Slavica bezieht sich in diesem Ausschnitt sehr deutlich auf die konstruierte Trias Sprache–Volk–Nation, die seit dem 18. Jahrhundert immer wieder (auch sprachen-politisch) bemüht wird, um klare Grenzen zu ziehen. Dass jenes Land, das Slavica in »für sein Land stehn« imaginiert, nicht zwingend das Land sein muss, in dem jemand geboren oder aufgewachsen ist und/oder lebt, wird dabei deutlich (»trotzdem«). Die Schülerin zeichnet hier einen Zusammenhang nach, der eine Gruppe von Menschen mit einem Land unauflöslich verbindet, und zwar über die eine Sprache, die als die Sprache des Landes gesetzt wird. Die nationalstaatliche Zugehörigkeit, die hier evoziert wird, hängt eng mit einem natio-ethno-kulturellen Selbstverständnis zusammen. So bezeichnet sich Slavica mehrfach als Serbin und bleibt damit in ihrem Verständnis mit »ihrem Land« verbunden, auch wenn sie in einem anderen Land ihren Lebensmittelpunkt hat. Weder für Slavica noch für viele andere Schüler:innen erscheint es möglich, eine Mehrfachzugehörigkeit zu formulieren (etwa Serbin und Österreicherin sein).

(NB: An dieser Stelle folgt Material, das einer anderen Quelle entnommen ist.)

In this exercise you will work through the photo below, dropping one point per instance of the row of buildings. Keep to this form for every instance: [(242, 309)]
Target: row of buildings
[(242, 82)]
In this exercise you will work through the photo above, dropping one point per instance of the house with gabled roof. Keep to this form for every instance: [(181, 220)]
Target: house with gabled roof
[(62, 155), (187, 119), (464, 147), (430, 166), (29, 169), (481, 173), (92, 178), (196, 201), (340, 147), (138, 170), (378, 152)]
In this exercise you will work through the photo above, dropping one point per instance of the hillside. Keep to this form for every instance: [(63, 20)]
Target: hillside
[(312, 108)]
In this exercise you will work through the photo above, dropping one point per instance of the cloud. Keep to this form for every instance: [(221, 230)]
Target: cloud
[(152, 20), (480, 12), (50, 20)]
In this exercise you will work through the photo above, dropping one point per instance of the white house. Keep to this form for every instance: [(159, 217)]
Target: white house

Inwiefern die Artikulation einer Mehrfachzugehörigkeit nicht gewollt oder nicht gekonnt ist, ist dabei nicht eindeutig festzumachen. In den Daten finden sich allerdings immer wieder Hinweise darauf, dass Zugehörigkeitsgrenzen immer dann virulent werden, wenn ihnen ein sogenannter Migrationshintergrund zugeschrieben wird. Die Schüler:innen erleben im Alltag wiederholt, als nicht-zugehörig adressiert zu werden und mitunter in diesem Zusammenhang sogar mit sprachlicher Gewalt konfrontiert zu sein, wie folgender Auszug deutlich macht:

Ca                            ⌊Aber is es bei euch auch so, dass     ihr äh halt in Österreich euch nicht wie ein Ausländer fühlt,     sondern wie ein Österreicher? Sla Ich hab alles serbisch, also ((Österreich nicht so)). Fl  Mh. Keine Ahnung. El  Ich wurd schon mal als Ausländer beschimpft. ((lacht)) Von     so nem Erwachsenen. (lachend gesprochen) Ca               ⌊((lacht))(..)Mh.(.)Ha/Hat er dir »Scheiß     Ausländer« gesagt, oder was?!

(Ca=Can, Sla=Slavica, Fl=Florin, El=Ellias, Z. 372–380; zit. nach Pokitsch 2022, S. 251 f.)